Feature Engineering

  • Feature engineering is the process of transforming raw data into informative input features by creating or modifying variables, thereby enabling machine learning models to capture patterns in the data better.
  • It applies before or during model training
  • Example: Creating “Total Spend” from “Price × Quantity

Feature Selection

  • Feature selection involves choosing the most relevant features from the dataset, reducing noise and redundancy to improve model accuracy, efficiency, and interpretability.
  • It applies after features have been created
  • Example: Selecting “Price” and “Season” while dropping “Product ID

Importance of Feature Engineering and Feature Selection

1. Improve Model Accuracy

  • Models learn patterns from the input data.
  • Well-engineered and selected features lead to better predictions.
  • Example: Creating total_sales = price × quantity gives the model direct business logic.

2. Reduce Overfitting

  • Irrelevant or noisy features can confuse the model and make it memorize training data.
  • Selecting only meaningful features helps the model generalize better on new data.

3. Speed Up Training

  • Fewer, relevant features reduce training time and computational cost.
  • Especially important with large datasets (e.g., image or text data).

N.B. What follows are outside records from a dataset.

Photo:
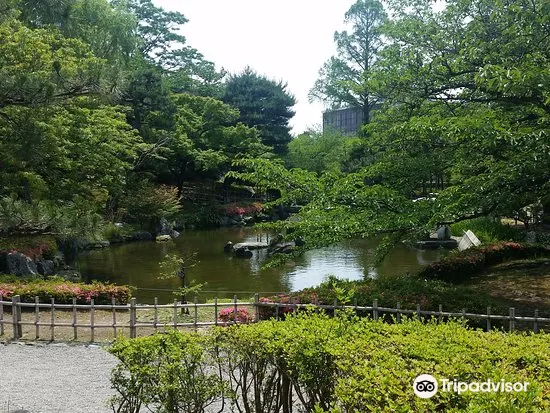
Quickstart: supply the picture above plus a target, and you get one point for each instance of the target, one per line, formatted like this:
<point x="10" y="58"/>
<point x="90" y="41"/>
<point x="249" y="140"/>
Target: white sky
<point x="285" y="40"/>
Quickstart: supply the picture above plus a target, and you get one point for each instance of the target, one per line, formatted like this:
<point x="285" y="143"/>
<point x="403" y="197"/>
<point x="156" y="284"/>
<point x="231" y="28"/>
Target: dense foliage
<point x="347" y="79"/>
<point x="465" y="264"/>
<point x="263" y="104"/>
<point x="105" y="112"/>
<point x="311" y="362"/>
<point x="463" y="131"/>
<point x="64" y="291"/>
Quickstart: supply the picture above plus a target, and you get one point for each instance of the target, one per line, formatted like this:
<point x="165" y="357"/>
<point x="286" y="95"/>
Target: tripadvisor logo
<point x="426" y="386"/>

4. Improve Interpretability

  • With fewer and clearer features, it’s easier to explain the model’s behavior.
  • Critical in domains like healthcare, finance, or retail strategy.

5. Deal with Real-World, Messy Data

  • Real datasets often contain missing, redundant, or raw/unstructured data.
  • Feature engineering cleans and transforms them into a usable format.
  • Feature selection removes junk that adds no value.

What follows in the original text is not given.